Takiko's life is hard and always has been. She is the child of a drunk, violent and abusive father and a passive-aggressive mother living in squalor and poverty. For her this is a fact of life against which she doesn't rebel. She accepts the repeated sight of her bruised face as the inevitable aftermath of her altercations with her father, she accepts his drunken shouting, her own high pitched cries, her mother's constant weeping, and her younger brother's impunity from it all. Her pregnancy and subsequent motherhood force her to continue living with her family in their miserably unhappy home, with no hope of being able to leave.

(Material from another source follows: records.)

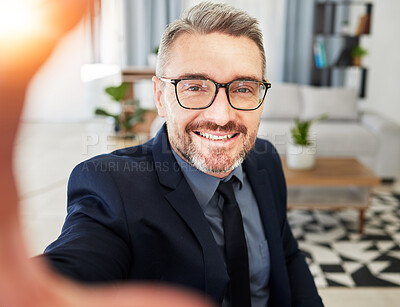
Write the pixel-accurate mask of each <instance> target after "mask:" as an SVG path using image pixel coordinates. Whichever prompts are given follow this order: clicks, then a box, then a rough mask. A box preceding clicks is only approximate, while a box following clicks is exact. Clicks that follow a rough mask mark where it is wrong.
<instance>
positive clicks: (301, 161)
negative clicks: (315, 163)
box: [286, 143, 315, 170]
mask: <svg viewBox="0 0 400 307" xmlns="http://www.w3.org/2000/svg"><path fill="white" fill-rule="evenodd" d="M286 165H287V167H288V168H290V169H295V170H308V169H312V168H313V167H314V165H315V146H313V145H310V146H300V145H296V144H292V143H287V146H286Z"/></svg>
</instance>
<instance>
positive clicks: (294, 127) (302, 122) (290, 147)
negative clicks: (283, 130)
mask: <svg viewBox="0 0 400 307" xmlns="http://www.w3.org/2000/svg"><path fill="white" fill-rule="evenodd" d="M327 117H328V115H327V114H322V115H321V116H319V117H316V118H314V119H311V120H300V119H299V118H295V120H294V126H293V127H292V128H291V129H290V132H291V138H292V141H291V142H288V143H287V149H286V163H287V166H288V168H291V169H297V170H306V169H311V168H313V167H314V165H315V144H313V142H312V141H311V139H310V127H311V125H312V124H315V123H317V122H319V121H321V120H324V119H326V118H327Z"/></svg>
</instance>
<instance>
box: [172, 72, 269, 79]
mask: <svg viewBox="0 0 400 307" xmlns="http://www.w3.org/2000/svg"><path fill="white" fill-rule="evenodd" d="M186 78H188V79H209V80H214V79H213V78H212V77H211V76H210V75H208V74H206V73H200V74H198V73H197V74H193V73H186V74H183V75H180V76H179V77H178V78H177V79H186ZM233 80H252V81H260V80H262V79H259V78H257V77H256V76H254V75H236V76H235V77H234V78H233V79H232V81H233ZM214 81H215V80H214Z"/></svg>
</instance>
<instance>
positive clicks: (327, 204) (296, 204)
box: [282, 158, 380, 233]
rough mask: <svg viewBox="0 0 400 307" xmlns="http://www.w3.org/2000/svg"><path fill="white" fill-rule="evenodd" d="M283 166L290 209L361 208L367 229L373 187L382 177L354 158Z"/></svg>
mask: <svg viewBox="0 0 400 307" xmlns="http://www.w3.org/2000/svg"><path fill="white" fill-rule="evenodd" d="M282 166H283V170H284V173H285V177H286V183H287V186H288V209H305V210H310V209H318V210H340V209H356V210H359V232H360V233H363V232H364V214H365V210H366V209H368V207H369V205H370V198H371V191H372V188H373V187H374V186H376V185H378V184H380V179H379V177H377V176H376V175H375V174H374V173H372V171H370V170H369V169H368V168H367V167H366V166H364V165H363V164H362V163H360V162H359V161H358V160H356V159H354V158H317V159H316V163H315V167H314V168H313V169H312V170H305V171H298V170H291V169H288V168H287V166H286V162H285V159H282Z"/></svg>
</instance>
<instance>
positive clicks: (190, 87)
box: [186, 86, 200, 92]
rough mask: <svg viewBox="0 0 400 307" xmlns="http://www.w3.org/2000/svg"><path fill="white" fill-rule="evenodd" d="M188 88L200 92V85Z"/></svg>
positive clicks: (187, 89) (191, 86) (193, 90)
mask: <svg viewBox="0 0 400 307" xmlns="http://www.w3.org/2000/svg"><path fill="white" fill-rule="evenodd" d="M186 90H188V91H191V92H198V91H200V87H199V86H190V87H188V88H187V89H186Z"/></svg>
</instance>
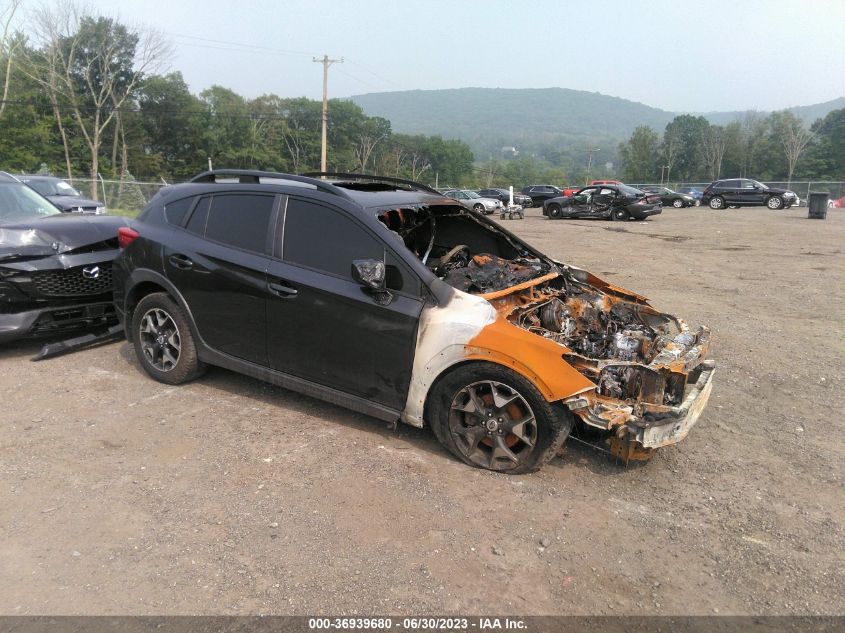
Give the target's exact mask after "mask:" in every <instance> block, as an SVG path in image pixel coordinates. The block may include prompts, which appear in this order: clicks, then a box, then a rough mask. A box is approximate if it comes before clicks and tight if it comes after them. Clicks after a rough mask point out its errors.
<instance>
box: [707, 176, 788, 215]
mask: <svg viewBox="0 0 845 633" xmlns="http://www.w3.org/2000/svg"><path fill="white" fill-rule="evenodd" d="M797 203H798V196H796V195H795V193H794V192H792V191H789V190H787V189H775V188H770V187H767V186H766V185H764V184H763V183H761V182H757V181H756V180H751V179H750V178H732V179H730V180H717V181H716V182H714V183H711V184H710V185H708V186H707V188H706V189H705V190H704V193H703V194H702V196H701V204H708V205H710V208H711V209H724V208H725V207H755V206H756V207H759V206H763V205H765V206H767V207H769V208H770V209H787V208H789V207H791V206H792V205H793V204H797Z"/></svg>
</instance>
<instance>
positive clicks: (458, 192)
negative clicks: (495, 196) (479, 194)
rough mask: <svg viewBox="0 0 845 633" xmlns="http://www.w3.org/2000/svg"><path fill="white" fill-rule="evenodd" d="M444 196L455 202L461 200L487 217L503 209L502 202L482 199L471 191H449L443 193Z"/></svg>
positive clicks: (455, 189)
mask: <svg viewBox="0 0 845 633" xmlns="http://www.w3.org/2000/svg"><path fill="white" fill-rule="evenodd" d="M443 195H444V196H447V197H449V198H452V199H454V200H460V201H461V202H463V203H464V204H465V205H467V206H468V207H470V208H472V209H475V210H476V211H478V212H479V213H484V214H485V215H490V214H491V213H496V212H497V211H500V210H501V208H502V201H501V200H494V199H492V198H482V197H481V195H479V194H478V193H476V192H475V191H471V190H470V189H450V190H449V191H445V192H443Z"/></svg>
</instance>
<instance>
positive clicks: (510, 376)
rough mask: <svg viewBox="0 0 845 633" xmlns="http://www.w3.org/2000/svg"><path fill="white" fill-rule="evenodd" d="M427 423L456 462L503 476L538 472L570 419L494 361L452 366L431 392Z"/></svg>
mask: <svg viewBox="0 0 845 633" xmlns="http://www.w3.org/2000/svg"><path fill="white" fill-rule="evenodd" d="M428 410H429V414H430V420H429V422H430V424H431V427H432V429H433V431H434V435H435V436H436V437H437V439H438V441H439V442H440V443H441V444H442V445H443V446H445V447H446V448H447V449H449V451H450V452H452V454H454V455H455V456H456V457H458V458H459V459H460V460H461V461H463V462H464V463H466V464H469V465H470V466H474V467H476V468H485V469H487V470H493V471H497V472H505V473H508V474H513V475H516V474H522V473H530V472H534V471H535V470H538V469H539V468H540V467H542V466H543V464H545V463H546V462H548V461H549V460H550V459H551V458H552V457H554V456H555V455H556V454H557V453H558V451H559V450H560V448H561V446H563V443H564V442H565V441H566V438H567V437H568V436H569V432H570V431H571V430H572V426H573V424H574V419H573V417H572V414H571V413H570V412H569V410H568V409H566V408H565V407H564V406H563V405H561V404H559V403H550V402H547V401H546V400H545V398H543V396H542V394H540V392H539V391H538V390H537V388H536V387H535V386H534V385H533V384H532V383H531V382H529V381H528V380H527V379H526V378H524V377H523V376H521V375H520V374H517V373H516V372H513V371H511V370H510V369H507V368H506V367H502V366H500V365H496V364H494V363H485V362H474V363H471V364H468V365H463V366H461V367H458V368H457V369H455V370H454V371H452V372H451V373H449V374H447V375H446V376H444V377H443V378H441V379H440V380H438V381H437V383H436V384H435V385H434V387H433V389H432V393H431V400H430V406H429V407H428Z"/></svg>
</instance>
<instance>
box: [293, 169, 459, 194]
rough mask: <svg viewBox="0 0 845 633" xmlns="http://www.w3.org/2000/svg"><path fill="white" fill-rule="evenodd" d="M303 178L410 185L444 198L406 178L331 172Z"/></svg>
mask: <svg viewBox="0 0 845 633" xmlns="http://www.w3.org/2000/svg"><path fill="white" fill-rule="evenodd" d="M302 175H303V176H311V177H312V178H319V177H322V176H328V177H330V178H354V179H355V180H370V181H372V182H386V183H392V184H397V185H408V186H410V187H412V188H414V189H417V190H418V191H427V192H428V193H436V194H437V195H438V196H442V195H443V194H442V193H440V192H439V191H437V189H435V188H434V187H429V186H428V185H424V184H422V183H421V182H416V181H415V180H405V179H404V178H390V177H388V176H376V175H374V174H345V173H341V172H331V171H309V172H307V173H305V174H302Z"/></svg>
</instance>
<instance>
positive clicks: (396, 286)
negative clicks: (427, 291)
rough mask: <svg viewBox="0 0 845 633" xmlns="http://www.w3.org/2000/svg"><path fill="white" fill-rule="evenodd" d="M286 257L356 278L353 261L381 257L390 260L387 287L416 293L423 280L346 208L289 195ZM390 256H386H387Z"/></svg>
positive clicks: (304, 265) (348, 276) (382, 260)
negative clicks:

Twenty one year old Takiko manifests as a narcissistic, barely socialized young woman, drifting from one joyless casual relationship to another, never developing any feelings for any of these men she casually encounters, nor for that matter for any human being with whom she interacts. She seems to be emotionally stunted, and all her relationships are cold and meaningless. That has been her life.
Her decision to give birth to her son and keep him despite the continuous urgings of her family to give him up and the difficulty of raising him on her own is, I believe, supposed to mark a change in Takiko. Indeed, for the first time in her life she is invested in another human being. She loves her child and cares for him as best she can.
But my take on it (and from reviews I've read I know that I'm in the minority), is that her decision to go through with her unplanned pregnancy is an extension of her narcissism rather than a selfless decision favoring the unborn child. As she herself admits, the pregnancy seems to have nothing to do with her. She can't even refer to the being she is carrying as a baby. He is "the fetus". Takiko has no qualms about bringing the baby into her dysfunctional family home, disrupting their already chaotic existence, living at their expense and feeling no empathy for her mother who is working her fingers to the bone to make ends meet.
When she begins to work in the (garden) nursery, she is infatuated by the quiet and serious Kambayashi, a man whose challenges are as difficult as hers, if not more so, but whose outlook on life is so very different from hers. Their friendship, like the birth of her child, seems like a potential turning point.
In Kambayashi she finally meets a character with values, with true inner strength, with a generous, altruistic and optimistic outlook on life. Kambayashi is the complete opposite of Takiko in every respect.
Perhaps her exposure to this man will change the vector of her life and, combined with her true and sincere love for her son, set her on a different path.